18. Create a new model that regresses the residuals from your original model (from PART 2) on Distance. Include the model summary and interpret the model, focusing on the slope, t-statistic, P>|t|, and R2
attach(new_df)
## The following object is masked _by_ .GlobalEnv:
##
## residuals
## The following objects are masked from ChannelIslands:
##
## Dist, Island
part4model = lm(residuals ~ Dist)
summary(part4model)
##
## Call:
## lm(formula = residuals ~ Dist)
##
## Residuals:
## Min 1Q Median 3Q Max
## -37.849 -18.320 8.098 15.904 29.724
##
## Coefficients:
## Estimate Std. Error t value Pr(>|t|)
## (Intercept) 71.3151 20.4815 3.482 0.01311 *
## Dist -1.4052 0.3621 -3.880 0.00817 **
## ---
## Signif. codes: 0 '***' 0.001 '**' 0.01 '*' 0.05 '.' 0.1 ' ' 1
##
## Residual standard error: 25.57 on 6 degrees of freedom
## Multiple R-squared: 0.7151, Adjusted R-squared: 0.6676
## F-statistic: 15.06 on 1 and 6 DF, p-value: 0.008167
Based on the model from the script I ran, the slope coefficient is -1.4052 which means that as the distance increases by 1km, the predicted native species will decrease at a rate of -1.4052. The intercept at 71.3151 means that an island that is 0.0km away from the mainland would have about 71 native species based on the model. The t-statistic is -3.880; the distance from 0 means that the there is a larger difference between the two means. The P>|t| is 0.00817, which is less than 0.05 so we can reject the null hypothesis and assume that the result is unlikely to be due to chance alone. Finally, the multiple R-squared is 0.7151 which means that 71.51% of the variation is due to distance. This is a weaker value than when I ran the model for area.

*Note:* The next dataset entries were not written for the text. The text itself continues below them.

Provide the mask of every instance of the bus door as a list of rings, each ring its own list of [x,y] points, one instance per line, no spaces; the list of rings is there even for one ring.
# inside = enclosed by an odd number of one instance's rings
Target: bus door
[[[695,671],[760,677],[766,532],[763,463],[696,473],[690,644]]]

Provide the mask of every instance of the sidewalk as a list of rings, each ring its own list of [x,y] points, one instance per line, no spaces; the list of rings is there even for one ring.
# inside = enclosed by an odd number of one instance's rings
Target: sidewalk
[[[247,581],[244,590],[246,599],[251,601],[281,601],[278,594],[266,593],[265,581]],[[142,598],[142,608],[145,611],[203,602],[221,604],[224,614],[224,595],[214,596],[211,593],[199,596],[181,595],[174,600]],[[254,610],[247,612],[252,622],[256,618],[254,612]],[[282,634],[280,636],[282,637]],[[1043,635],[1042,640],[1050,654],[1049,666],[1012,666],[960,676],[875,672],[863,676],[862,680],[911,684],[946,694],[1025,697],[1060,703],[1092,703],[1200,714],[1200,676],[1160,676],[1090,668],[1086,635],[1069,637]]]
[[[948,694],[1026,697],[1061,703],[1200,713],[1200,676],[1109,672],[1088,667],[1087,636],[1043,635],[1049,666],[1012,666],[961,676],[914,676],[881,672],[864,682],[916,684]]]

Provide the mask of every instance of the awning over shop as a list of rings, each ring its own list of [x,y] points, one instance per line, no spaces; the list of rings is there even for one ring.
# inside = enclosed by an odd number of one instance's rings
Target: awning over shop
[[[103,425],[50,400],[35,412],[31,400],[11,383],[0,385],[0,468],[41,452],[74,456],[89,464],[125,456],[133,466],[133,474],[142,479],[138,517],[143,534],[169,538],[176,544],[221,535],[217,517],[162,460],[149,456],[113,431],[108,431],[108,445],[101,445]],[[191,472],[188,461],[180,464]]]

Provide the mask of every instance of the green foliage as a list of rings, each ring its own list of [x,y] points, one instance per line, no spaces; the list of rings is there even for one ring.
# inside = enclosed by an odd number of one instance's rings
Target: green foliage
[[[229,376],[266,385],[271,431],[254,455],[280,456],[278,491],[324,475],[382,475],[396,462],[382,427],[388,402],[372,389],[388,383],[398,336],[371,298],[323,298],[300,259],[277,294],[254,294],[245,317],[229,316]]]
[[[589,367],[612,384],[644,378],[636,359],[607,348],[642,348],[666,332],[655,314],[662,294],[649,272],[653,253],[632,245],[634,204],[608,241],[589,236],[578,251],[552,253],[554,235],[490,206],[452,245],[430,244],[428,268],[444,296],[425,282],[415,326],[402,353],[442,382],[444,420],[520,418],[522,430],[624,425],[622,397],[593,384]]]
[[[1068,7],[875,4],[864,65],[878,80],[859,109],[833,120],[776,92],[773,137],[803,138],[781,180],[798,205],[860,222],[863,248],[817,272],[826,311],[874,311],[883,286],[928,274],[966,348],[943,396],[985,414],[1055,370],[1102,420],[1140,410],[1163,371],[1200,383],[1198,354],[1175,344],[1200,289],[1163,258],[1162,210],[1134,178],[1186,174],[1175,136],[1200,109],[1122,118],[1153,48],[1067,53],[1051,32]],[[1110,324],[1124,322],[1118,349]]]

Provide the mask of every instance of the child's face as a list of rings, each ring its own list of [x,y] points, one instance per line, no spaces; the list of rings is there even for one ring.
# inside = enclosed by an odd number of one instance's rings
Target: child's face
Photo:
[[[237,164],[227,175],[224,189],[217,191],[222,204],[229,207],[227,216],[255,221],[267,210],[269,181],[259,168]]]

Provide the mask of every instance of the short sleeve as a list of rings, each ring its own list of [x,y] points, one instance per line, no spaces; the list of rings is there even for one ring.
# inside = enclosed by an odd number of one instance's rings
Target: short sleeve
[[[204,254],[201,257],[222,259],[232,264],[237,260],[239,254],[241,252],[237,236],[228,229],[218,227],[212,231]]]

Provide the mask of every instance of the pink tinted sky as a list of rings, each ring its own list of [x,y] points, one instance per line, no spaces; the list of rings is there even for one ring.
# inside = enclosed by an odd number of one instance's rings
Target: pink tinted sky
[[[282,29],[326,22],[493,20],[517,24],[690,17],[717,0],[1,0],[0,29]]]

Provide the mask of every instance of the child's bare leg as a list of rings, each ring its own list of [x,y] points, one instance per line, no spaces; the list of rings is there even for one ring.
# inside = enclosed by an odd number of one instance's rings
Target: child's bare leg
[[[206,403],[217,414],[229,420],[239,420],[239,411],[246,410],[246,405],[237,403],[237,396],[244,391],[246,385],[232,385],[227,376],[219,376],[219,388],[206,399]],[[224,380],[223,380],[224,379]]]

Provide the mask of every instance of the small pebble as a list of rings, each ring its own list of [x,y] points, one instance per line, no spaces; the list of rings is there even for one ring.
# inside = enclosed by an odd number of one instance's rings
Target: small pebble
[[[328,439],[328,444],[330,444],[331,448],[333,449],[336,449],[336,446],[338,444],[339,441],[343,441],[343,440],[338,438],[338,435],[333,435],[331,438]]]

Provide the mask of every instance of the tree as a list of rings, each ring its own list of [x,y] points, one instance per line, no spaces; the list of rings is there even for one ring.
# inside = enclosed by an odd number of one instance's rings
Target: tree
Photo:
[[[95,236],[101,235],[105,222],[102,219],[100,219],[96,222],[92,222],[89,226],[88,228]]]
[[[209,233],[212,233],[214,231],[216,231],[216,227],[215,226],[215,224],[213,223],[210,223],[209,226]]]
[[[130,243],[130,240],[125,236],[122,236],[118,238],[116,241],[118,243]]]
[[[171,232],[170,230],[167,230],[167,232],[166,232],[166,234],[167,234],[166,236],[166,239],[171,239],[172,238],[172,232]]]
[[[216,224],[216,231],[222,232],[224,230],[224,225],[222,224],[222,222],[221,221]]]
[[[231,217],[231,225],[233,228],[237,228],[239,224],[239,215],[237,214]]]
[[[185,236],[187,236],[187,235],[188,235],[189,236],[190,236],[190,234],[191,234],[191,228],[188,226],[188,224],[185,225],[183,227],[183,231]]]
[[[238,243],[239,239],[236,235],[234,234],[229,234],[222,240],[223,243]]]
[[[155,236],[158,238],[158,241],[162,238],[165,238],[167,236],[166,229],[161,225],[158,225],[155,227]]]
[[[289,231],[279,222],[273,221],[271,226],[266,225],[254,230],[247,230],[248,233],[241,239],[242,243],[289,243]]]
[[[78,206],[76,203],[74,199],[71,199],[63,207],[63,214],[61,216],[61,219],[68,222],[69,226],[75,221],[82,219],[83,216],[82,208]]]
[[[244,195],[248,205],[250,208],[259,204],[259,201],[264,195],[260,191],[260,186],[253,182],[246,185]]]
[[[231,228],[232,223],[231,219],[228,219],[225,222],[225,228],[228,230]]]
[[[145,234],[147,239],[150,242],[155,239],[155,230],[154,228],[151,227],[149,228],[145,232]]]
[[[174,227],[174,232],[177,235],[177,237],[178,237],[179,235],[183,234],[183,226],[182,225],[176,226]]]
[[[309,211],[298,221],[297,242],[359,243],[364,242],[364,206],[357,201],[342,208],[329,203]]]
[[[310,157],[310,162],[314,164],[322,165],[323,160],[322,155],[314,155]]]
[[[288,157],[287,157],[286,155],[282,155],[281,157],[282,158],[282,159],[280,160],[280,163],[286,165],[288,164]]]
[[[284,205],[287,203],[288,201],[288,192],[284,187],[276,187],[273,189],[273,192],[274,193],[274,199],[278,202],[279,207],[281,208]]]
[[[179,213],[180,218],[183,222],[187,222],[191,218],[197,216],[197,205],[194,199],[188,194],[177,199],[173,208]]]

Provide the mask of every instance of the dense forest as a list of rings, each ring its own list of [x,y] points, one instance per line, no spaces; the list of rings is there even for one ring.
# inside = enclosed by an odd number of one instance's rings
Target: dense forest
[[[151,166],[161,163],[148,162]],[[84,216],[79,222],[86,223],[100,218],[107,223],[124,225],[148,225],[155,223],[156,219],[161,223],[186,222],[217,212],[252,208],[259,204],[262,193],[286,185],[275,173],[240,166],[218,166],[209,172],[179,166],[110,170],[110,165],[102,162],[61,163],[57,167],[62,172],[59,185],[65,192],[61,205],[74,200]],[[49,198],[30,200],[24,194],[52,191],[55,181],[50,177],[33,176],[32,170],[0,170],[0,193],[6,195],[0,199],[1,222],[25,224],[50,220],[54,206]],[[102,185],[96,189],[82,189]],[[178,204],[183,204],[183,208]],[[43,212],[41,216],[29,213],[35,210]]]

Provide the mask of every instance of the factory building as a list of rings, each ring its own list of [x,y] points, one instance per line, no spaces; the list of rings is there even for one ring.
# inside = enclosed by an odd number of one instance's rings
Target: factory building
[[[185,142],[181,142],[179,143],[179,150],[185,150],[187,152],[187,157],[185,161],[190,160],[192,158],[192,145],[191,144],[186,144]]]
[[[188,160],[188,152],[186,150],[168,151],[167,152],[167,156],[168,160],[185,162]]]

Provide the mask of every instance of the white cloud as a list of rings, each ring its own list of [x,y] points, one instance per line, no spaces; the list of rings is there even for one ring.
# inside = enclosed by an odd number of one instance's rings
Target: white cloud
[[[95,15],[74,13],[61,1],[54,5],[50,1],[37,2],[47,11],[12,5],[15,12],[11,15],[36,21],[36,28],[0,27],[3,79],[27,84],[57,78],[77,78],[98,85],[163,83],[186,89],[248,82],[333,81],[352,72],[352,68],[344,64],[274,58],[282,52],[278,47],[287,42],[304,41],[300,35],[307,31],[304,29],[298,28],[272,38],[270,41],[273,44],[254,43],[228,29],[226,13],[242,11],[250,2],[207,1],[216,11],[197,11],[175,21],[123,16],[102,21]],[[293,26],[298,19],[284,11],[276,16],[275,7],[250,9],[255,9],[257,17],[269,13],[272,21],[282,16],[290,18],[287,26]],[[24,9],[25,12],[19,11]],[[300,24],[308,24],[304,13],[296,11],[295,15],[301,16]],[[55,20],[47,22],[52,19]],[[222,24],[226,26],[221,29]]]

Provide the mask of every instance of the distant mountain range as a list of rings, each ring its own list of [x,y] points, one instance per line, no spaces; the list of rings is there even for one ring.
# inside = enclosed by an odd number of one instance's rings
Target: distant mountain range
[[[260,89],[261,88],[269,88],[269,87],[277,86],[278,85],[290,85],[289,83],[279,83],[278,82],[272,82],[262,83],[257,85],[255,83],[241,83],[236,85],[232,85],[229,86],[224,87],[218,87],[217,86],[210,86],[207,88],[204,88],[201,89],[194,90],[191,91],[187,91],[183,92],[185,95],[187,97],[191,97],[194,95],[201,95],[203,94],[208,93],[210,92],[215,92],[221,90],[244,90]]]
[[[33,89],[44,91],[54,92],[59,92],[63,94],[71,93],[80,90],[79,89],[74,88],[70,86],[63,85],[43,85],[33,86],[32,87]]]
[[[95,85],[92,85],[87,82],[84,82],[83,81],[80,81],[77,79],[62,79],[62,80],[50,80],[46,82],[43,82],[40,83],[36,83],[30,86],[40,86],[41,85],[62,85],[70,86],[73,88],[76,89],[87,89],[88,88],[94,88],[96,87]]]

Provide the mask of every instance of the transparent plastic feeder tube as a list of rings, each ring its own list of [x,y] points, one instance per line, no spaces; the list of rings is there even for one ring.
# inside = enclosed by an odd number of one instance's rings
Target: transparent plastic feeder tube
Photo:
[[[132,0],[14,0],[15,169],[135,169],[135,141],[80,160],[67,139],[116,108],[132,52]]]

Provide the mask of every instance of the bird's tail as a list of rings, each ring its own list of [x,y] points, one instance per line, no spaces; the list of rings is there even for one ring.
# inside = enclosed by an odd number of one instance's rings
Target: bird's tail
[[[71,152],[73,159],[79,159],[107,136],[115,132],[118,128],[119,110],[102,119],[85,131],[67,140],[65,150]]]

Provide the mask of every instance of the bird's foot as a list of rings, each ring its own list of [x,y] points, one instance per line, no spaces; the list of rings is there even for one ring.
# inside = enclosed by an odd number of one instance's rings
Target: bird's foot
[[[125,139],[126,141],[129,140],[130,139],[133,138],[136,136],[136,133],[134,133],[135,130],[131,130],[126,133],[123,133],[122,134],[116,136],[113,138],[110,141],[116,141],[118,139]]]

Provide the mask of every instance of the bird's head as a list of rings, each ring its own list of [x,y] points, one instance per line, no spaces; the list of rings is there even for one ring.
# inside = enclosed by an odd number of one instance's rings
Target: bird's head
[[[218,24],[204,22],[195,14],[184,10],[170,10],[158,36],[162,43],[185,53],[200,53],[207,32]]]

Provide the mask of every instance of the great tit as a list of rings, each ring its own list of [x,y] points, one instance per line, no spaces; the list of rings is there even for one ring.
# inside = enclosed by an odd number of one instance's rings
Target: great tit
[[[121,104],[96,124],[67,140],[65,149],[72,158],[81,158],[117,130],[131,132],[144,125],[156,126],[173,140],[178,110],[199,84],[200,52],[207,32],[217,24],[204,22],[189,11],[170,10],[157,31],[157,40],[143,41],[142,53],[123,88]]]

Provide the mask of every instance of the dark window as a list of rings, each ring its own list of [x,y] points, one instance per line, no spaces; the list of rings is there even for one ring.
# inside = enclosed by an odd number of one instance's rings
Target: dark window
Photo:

19. What percentage of total variance in Native Richness was explained by Area? What percentage of the remaining variance was explained by Distance?
90.33% of total variance in Native Richness was explained by Area, and 71.51% of the remaining variance (9.67%) was explaining by Distance. 9.67 x 0.7151 = 6.915017, so 6.92% of the variance was explained by Distance.